24 May 2017
Women’s Rights Conference in Kosovo: “19 years ago, death was knocking at the door.”
Day 1: Arrival in Kosovo
The path to justice is long. Which is why we got up very early this morning to fly to Kosovo. “We” are Monika Hauser, Vera Haag-Arbenz, the colleague responsible for Southeastern Europe, and myself, the press spokeswoman at medica mondiale. Together with our partner organisation Medica Gjakova, in the next few days we will fight for the rights of women who were raped during the Kosovo war. They survived the violence and have now been waiting 20 years for justice. Together with Medica Gjakova we are working to ensure that the women receive a war pension and experience justice.
Day 2: Attention needs to be drawn to the war victim pension for women!
After months of preparation, this morning will see our press conference on women’s rights in Kosovo. Medica Gjakova and medica mondiale want to inform local journalists about the conference and our demands for a war pension for the survivors of sexualised wartime violence. However, just as our press conference is due to take place, the Kosovo government loses a vote of no confidence in the country’s parliament, which will now be wound up. New elections have already been announced. So this development attracts all the attention of the journalists and politicians, with no interest left for the state of women’s rights. This is very unfortunate, since the issue urgently needs media attention in order to generate the political pressure necessary to implement the new law.
Monika Hauser issues an appeal:
“The government finally needs to start conducting constructive politics! The interests of political parties should not be allowed to constantly drown out the issues of gender and women’s rights.”
Day 3: The conference as a place of solidarity
My experience of the first day of the conference is one of strong words. Almost 100 guests have accepted the invitation. Monika Hauser tells how the work began in 1999 in a camp for displaced people, with a ‘women’s tent’ offering advice for women affected by violence, and a feeling of solidarity. Next, it is the turn of the former President of Kosovo, Atifete Jahjaga, to speak. She expresses her gratitude to the survivors who were willing to share their stories:
“You are the motor of our work. We are astonished at your courage and strength. Society was not and is still not ready to listen to your painful experiences. Nonetheless, we want to encourage you to talk about them.”

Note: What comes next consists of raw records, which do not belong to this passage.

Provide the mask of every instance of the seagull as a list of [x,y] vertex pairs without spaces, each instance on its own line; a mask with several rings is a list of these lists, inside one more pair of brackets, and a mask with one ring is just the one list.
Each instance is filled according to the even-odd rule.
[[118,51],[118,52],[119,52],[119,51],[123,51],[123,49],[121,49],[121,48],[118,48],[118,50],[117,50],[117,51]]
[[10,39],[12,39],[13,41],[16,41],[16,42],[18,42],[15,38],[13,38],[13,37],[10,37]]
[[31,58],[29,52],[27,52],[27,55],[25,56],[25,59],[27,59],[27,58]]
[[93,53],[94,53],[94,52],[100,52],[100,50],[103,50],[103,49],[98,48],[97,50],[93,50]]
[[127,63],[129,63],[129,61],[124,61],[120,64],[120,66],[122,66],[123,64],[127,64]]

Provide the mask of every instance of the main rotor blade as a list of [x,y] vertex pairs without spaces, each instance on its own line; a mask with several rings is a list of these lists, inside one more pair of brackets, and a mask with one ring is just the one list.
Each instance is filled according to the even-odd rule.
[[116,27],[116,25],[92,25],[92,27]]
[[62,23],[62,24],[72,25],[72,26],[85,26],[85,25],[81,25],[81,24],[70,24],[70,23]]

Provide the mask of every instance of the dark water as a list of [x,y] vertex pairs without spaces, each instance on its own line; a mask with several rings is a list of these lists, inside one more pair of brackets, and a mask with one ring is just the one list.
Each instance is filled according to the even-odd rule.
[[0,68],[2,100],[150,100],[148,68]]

Survivors need to receive the best support a society can offer: this is the message of the Austrian ambassador Gernot Pfandler in his words of greeting. “We have to respect those women who do not want to speak. But when they do, then they should receive the help they want.” Later in the day, two women take the stage. One of them is a psychosocial counsellor at Medica Gjakova, the other one her client. They read out a poem the client wrote. Before that, the counsellor shared the stories of affected women with the conference participants:
“19 years ago, death was knocking at the door. We were not allowed to cry. We were not allowed to make demands. We were not supposed to speak. Now we are beginning to speak.”
It is time! What counts: You are not alone.